In FIG. 7, it is understood that the temperature of the thermistor 5 differs depending on the type of gas, and as a result, the type of gas can be determined.

[0029]

As described above, the gas type discriminating sensor according to the present invention has a configuration in which an extremely small form can be easily realized. If there is a large difference in conductivity, appropriate gas type discrimination can be performed, so it is suitable for gas discrimination between gases having similar masses and is highly useful, and gas type discrimination is performed using this sensor. In the case of the method of the present invention, a reduced-pressure atmosphere is necessary, and a large-scale apparatus configuration is not required, so that the practicality is remarkable.

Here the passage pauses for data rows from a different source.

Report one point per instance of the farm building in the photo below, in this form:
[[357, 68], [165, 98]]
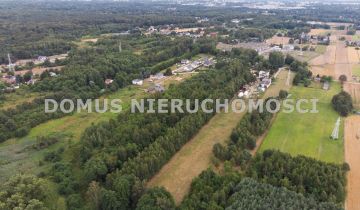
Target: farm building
[[138, 82]]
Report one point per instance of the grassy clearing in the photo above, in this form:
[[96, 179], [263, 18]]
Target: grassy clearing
[[356, 70], [17, 98], [308, 134], [195, 156]]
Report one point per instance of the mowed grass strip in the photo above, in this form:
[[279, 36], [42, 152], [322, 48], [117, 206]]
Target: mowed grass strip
[[308, 134], [356, 70], [15, 158]]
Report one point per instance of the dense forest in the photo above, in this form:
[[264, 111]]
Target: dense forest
[[113, 160], [233, 191], [86, 71]]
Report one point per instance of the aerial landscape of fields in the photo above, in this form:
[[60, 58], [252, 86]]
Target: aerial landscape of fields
[[179, 105]]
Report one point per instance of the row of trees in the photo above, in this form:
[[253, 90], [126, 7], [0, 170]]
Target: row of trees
[[24, 192], [84, 75], [252, 195], [167, 139], [232, 191], [243, 138]]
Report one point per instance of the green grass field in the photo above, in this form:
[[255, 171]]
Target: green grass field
[[356, 70], [308, 134]]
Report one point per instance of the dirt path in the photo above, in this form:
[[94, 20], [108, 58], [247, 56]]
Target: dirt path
[[352, 148], [195, 156]]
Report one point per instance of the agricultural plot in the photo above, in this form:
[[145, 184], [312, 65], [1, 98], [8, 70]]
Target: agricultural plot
[[195, 156], [354, 90], [352, 148], [16, 156], [308, 134], [319, 32]]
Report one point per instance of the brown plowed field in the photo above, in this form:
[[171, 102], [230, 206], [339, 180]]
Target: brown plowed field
[[352, 157]]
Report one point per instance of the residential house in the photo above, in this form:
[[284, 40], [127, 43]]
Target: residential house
[[138, 82]]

[Brief description of the drawings]

FIG. 1 is a cross-sectional view showing an example of a basic configuration of a gas type determination sensor according to the present invention.

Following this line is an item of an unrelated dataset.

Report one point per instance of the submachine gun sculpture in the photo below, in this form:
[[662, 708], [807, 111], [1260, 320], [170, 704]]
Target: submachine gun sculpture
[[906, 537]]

FIG. 2 is a cross-sectional view illustrating a configuration of a main part of a gas type determination sensor according to the embodiment.

FIG. 3 is a graph showing the relationship between the type of gas and the temperature rise of the thermistor in the sensor of the embodiment.

FIG. 4 is an explanatory view showing the principle of a conventional mass spectrometer.

[Explanation of symbols]

 DESCRIPTION OF SYMBOLS 1 Gas type discrimination sensor 2 Substrate 3 Hollow part 4 Thermal insulating thin film 5 Thermistor 7 Stem

Continuation of the front page (56) References JP-A-1-96549 (JP, A) JP-A-4-355699 (JP, A) Jiko 2-39249 (JP, Y2) (58) Fields surveyed (Int .Cl. ⁷ , DB name) G01N 27/18 G01N 25/18

Claims (6)

(57) [Claims] 1. A thermistor provided on a region having a hollow portion and a heat insulating thin film covering the hollow portion and having a periphery supported by the substrate, and provided on a region covering the hollow portion of the heat insulating thin film. The substrate is arranged on a stem
Mean free path L of gas molecules of the test gas
The dimension d between the edge thin film and the stem is defined by the relation of L> d.
Satisfactory gas type sensor. 2. The gas type discrimination sensor according to claim 1, wherein the heat insulating thin film is a thin film having a multilayer structure in which a plurality of layers are laminated. 3. The gas type discrimination sensor according to claim 2, wherein the multilayer structure is formed by laminating a silicon oxide layer and a silicon nitride layer. 4. The gas type discriminating sensor according to claim 1, wherein a resistor made of a semiconductor thin film is used as the temperature-sensitive resistor whose resistance value changes with a temperature change in the thermistor. . 5. The gas type discrimination sensor according to claim 4, wherein the semiconductor thin film has at least an amorphous silicon carbide thin film. 6. A gas type discriminating sensor according to claim 1, wherein the gas type discriminating sensor is disposed in a reduced-pressure atmosphere, and a test gas is introduced while the thermistor is energized. A gas type determining method for determining the type of the test gas based on the resistance value of the gas.